The compound is organized around an existing garden; the bell tower, the church, the small chapel, and columbarium (where funeral urns are deposited) are anchored around the trees and just slightly removed from the street. The path that leads to the buildings serves as an open air preamble to the complex.

Inside the main theme seems to be adaptability. Next to the nave are the community and music rooms on one side and the kitchen and sacristy and on the other. The objective is to give rooms as much variety of use as possible: group meetings, band rehearsals, youth or senior groups, cooking, yoga sessions.

The wall that separates nave from community room can be opened to integrate these spaces and create space for larger groupings. The nave itself is an open area with flexible seating that can be re-arranged as the community needs it.

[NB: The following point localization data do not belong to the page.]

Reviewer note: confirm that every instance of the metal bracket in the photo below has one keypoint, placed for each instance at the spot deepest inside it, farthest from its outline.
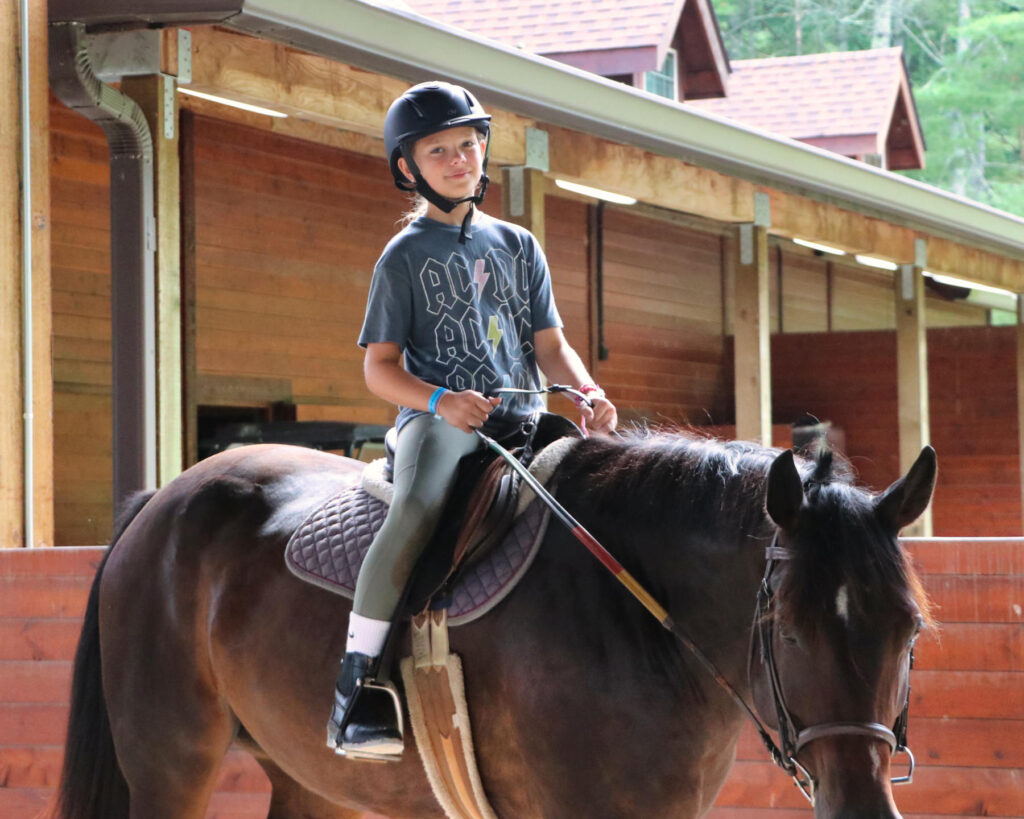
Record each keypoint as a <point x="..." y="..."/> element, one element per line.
<point x="184" y="56"/>
<point x="537" y="149"/>
<point x="921" y="253"/>
<point x="168" y="106"/>
<point x="517" y="190"/>
<point x="762" y="210"/>
<point x="747" y="244"/>
<point x="906" y="274"/>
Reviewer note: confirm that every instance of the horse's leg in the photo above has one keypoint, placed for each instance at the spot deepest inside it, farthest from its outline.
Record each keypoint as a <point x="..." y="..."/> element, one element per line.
<point x="175" y="778"/>
<point x="289" y="800"/>
<point x="171" y="723"/>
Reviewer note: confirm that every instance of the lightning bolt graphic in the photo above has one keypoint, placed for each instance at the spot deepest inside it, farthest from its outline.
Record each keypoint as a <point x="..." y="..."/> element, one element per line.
<point x="494" y="332"/>
<point x="480" y="275"/>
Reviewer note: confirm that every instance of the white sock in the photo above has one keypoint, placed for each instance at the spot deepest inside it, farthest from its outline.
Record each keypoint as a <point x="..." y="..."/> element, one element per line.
<point x="366" y="635"/>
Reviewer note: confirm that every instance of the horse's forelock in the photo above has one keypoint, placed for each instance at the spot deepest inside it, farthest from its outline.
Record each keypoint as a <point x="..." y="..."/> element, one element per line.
<point x="841" y="543"/>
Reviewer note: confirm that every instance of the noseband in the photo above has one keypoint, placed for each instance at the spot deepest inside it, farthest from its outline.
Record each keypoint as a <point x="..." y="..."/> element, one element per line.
<point x="793" y="739"/>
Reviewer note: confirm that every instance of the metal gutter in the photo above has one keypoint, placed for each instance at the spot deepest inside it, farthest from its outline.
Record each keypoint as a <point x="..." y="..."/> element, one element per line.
<point x="392" y="40"/>
<point x="132" y="251"/>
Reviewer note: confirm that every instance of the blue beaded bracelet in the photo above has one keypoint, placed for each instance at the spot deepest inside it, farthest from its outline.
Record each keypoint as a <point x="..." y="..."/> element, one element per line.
<point x="434" y="398"/>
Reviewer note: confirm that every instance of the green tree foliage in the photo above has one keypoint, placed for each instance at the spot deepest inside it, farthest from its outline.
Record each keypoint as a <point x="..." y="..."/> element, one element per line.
<point x="966" y="61"/>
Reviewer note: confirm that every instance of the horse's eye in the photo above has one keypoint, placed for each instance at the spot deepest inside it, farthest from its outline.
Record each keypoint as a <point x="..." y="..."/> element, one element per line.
<point x="788" y="637"/>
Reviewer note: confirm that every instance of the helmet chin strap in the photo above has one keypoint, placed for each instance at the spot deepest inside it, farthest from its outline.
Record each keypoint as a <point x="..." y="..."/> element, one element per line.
<point x="443" y="203"/>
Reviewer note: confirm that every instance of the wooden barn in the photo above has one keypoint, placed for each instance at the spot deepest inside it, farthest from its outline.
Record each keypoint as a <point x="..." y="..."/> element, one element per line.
<point x="175" y="265"/>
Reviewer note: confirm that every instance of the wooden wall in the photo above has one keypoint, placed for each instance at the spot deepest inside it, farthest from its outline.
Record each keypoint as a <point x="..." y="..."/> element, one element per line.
<point x="81" y="265"/>
<point x="850" y="380"/>
<point x="664" y="322"/>
<point x="287" y="233"/>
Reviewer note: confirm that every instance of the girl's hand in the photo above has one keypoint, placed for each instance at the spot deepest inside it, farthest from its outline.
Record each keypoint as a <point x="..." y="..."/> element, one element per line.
<point x="602" y="418"/>
<point x="467" y="410"/>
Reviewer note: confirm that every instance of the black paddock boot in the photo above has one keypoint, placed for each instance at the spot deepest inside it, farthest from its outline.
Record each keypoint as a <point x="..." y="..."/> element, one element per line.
<point x="366" y="722"/>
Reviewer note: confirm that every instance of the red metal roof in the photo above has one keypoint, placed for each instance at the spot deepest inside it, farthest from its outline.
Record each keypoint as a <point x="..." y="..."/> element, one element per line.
<point x="849" y="101"/>
<point x="546" y="28"/>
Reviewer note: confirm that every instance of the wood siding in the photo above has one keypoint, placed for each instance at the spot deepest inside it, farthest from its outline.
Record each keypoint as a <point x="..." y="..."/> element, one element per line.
<point x="81" y="269"/>
<point x="287" y="233"/>
<point x="663" y="322"/>
<point x="849" y="379"/>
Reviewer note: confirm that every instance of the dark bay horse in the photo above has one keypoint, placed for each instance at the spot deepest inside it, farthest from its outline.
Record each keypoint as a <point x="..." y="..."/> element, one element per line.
<point x="197" y="637"/>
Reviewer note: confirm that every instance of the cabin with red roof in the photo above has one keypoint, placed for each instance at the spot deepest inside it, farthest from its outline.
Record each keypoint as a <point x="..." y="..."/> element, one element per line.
<point x="672" y="48"/>
<point x="856" y="103"/>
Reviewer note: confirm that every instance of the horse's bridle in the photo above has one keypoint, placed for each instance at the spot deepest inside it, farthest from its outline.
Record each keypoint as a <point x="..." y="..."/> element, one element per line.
<point x="793" y="739"/>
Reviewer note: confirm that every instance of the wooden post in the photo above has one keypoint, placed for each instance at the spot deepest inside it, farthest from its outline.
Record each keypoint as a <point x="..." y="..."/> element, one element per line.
<point x="42" y="290"/>
<point x="911" y="370"/>
<point x="752" y="322"/>
<point x="156" y="96"/>
<point x="189" y="376"/>
<point x="11" y="429"/>
<point x="13" y="260"/>
<point x="1020" y="393"/>
<point x="522" y="199"/>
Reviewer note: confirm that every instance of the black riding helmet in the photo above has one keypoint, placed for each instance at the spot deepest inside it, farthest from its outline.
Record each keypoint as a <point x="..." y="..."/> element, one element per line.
<point x="424" y="110"/>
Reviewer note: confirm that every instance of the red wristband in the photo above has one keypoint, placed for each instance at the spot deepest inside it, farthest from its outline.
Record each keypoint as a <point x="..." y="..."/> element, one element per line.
<point x="590" y="390"/>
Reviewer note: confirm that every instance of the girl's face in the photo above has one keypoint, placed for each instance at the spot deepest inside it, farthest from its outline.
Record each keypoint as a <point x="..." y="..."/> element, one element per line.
<point x="451" y="161"/>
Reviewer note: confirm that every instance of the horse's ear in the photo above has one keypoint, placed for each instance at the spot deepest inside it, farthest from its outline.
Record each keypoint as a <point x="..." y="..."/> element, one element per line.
<point x="902" y="503"/>
<point x="785" y="491"/>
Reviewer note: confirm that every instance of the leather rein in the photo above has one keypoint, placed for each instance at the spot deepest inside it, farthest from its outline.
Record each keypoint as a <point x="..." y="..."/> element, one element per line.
<point x="792" y="738"/>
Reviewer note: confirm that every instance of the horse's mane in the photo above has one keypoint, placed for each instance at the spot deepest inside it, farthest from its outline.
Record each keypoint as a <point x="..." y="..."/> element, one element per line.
<point x="682" y="477"/>
<point x="699" y="483"/>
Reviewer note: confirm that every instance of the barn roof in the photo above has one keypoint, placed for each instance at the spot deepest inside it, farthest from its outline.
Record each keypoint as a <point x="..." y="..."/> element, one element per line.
<point x="853" y="102"/>
<point x="382" y="37"/>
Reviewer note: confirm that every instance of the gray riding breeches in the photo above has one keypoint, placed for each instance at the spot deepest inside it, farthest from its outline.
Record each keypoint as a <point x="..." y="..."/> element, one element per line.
<point x="425" y="463"/>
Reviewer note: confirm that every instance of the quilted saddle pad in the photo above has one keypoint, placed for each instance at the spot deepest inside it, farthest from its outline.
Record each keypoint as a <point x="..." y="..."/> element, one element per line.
<point x="330" y="546"/>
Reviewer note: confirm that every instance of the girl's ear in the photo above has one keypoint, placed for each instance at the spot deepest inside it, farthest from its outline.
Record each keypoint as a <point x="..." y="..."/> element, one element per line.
<point x="403" y="167"/>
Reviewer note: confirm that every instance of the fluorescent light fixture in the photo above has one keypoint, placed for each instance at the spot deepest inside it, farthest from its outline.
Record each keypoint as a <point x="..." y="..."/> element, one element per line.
<point x="815" y="246"/>
<point x="963" y="283"/>
<point x="595" y="192"/>
<point x="232" y="102"/>
<point x="871" y="261"/>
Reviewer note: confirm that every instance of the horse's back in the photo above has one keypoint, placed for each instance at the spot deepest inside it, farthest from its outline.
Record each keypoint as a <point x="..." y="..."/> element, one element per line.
<point x="178" y="637"/>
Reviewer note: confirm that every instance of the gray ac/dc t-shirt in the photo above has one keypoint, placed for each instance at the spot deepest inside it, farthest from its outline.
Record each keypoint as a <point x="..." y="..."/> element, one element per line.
<point x="464" y="315"/>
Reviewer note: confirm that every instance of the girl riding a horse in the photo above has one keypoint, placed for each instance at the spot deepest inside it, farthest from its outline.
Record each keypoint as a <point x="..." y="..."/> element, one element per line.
<point x="460" y="305"/>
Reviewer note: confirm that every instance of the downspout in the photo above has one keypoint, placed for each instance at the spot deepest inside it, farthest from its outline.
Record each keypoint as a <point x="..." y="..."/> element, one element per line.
<point x="28" y="393"/>
<point x="132" y="252"/>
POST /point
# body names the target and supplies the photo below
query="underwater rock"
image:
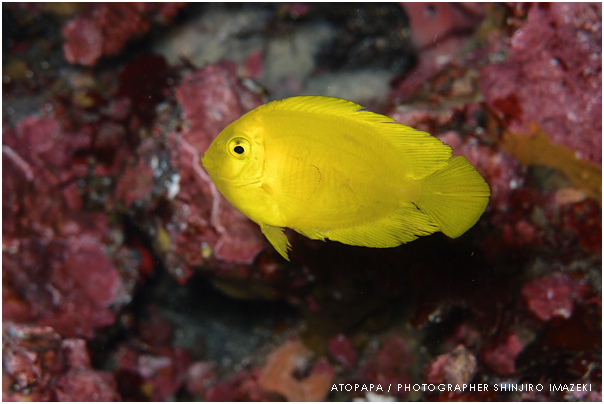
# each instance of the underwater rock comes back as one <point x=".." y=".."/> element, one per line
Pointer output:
<point x="285" y="369"/>
<point x="552" y="76"/>
<point x="550" y="296"/>
<point x="104" y="29"/>
<point x="456" y="367"/>
<point x="154" y="374"/>
<point x="40" y="365"/>
<point x="501" y="357"/>
<point x="342" y="351"/>
<point x="391" y="364"/>
<point x="211" y="98"/>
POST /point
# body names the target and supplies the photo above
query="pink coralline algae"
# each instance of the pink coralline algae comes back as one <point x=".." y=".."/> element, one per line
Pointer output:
<point x="39" y="365"/>
<point x="390" y="365"/>
<point x="154" y="375"/>
<point x="550" y="296"/>
<point x="553" y="77"/>
<point x="105" y="28"/>
<point x="57" y="267"/>
<point x="456" y="367"/>
<point x="211" y="98"/>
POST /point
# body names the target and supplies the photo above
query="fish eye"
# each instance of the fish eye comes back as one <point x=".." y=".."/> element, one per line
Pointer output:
<point x="240" y="148"/>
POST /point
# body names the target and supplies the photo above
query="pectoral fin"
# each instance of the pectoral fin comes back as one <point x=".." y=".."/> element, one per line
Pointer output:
<point x="277" y="238"/>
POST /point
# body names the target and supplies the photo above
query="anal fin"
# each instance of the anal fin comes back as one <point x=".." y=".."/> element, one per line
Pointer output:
<point x="405" y="224"/>
<point x="277" y="238"/>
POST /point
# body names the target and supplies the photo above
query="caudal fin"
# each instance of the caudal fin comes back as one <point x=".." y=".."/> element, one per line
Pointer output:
<point x="454" y="197"/>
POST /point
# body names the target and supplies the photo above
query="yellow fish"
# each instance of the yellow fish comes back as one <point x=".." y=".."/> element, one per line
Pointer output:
<point x="328" y="169"/>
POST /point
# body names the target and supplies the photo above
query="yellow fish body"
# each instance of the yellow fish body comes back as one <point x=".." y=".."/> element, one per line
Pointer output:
<point x="330" y="170"/>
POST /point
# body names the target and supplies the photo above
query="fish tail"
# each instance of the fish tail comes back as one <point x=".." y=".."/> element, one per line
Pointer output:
<point x="454" y="197"/>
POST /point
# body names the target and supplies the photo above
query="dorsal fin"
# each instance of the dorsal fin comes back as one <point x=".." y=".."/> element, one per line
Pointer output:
<point x="422" y="153"/>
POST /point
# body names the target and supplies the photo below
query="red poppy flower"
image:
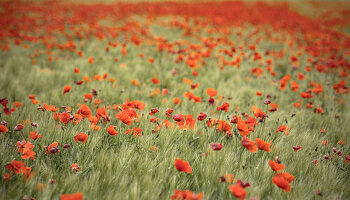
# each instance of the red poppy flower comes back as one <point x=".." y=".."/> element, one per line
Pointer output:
<point x="296" y="148"/>
<point x="126" y="119"/>
<point x="66" y="89"/>
<point x="202" y="116"/>
<point x="81" y="137"/>
<point x="17" y="167"/>
<point x="75" y="196"/>
<point x="186" y="195"/>
<point x="250" y="145"/>
<point x="262" y="145"/>
<point x="282" y="180"/>
<point x="28" y="153"/>
<point x="3" y="129"/>
<point x="85" y="111"/>
<point x="276" y="166"/>
<point x="211" y="92"/>
<point x="112" y="131"/>
<point x="182" y="166"/>
<point x="216" y="146"/>
<point x="238" y="191"/>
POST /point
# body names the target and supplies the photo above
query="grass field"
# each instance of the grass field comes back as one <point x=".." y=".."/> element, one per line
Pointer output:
<point x="103" y="101"/>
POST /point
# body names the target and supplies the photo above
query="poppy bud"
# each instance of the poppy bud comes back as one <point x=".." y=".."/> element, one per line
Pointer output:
<point x="18" y="127"/>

Built of load-bearing timber frames made of veneer laminated finnish spruce, the architecture features basic geometric volumes similar to the neighboring middle class houses. But the wood is laid in a playful manner, creating diagonal patterns that give movement to the facades ( where the wood was covered in larch weatherboarding, treated only with a gray stain to achieve prepatination). Being that it’s made of the same timber as the rest of the building and finished in the same way, the structure is left exposed, its supporting role seems to disappear and blend in with the partition panels. Exquisitely crafted and precisely detailed, its bleached whiteness is rendered more airy as it is washed by light from the generous openings like the skylight above the altar and the expansive glass wall of the mezzanine above entrance foyer. This mezzanine fenestration is made of milky white glass, and functions as a screen that brings in the light but filters its excess. It also serves a metaphorical function, offering a silhouetted view of the big tree that grows just outside. In this way worshippers get a hint of the tree’s dimension but not its reality, as if to remind them of the mysteries of faith.

Across the nave from this glass wall the altar’s back wall is an elaborate partition, also made of timber; its small vertical slats painted in the sophisticated color schemes that Sauerbruch Hutton is famous for (the Brandhorst Museum in Munich comes to mind). This panel is lit from the skylight and its tone changes with the sun’s trajectory in the sky. There’s no dramatic biblical imagery, no high tech tricks – just this simple, earth-bound element that brings a new dimension to the experience of the architecture.

Just like churches everywhere facing dwindling attendance by the faithful, Immanuel had to seek creative solutions to continue its mission and expand its community outreach. The Sauerbruch Hutton design highlights this effort by the placement of the community rooms as a main feature of the floor plan. Thus the architects re-interpret a traditional religious layout and introduce a new openness to the built form, reflecting religious institutions trend towards broader views of their doctrines, while retaining some of the ethereal qualities associated with a house of worship.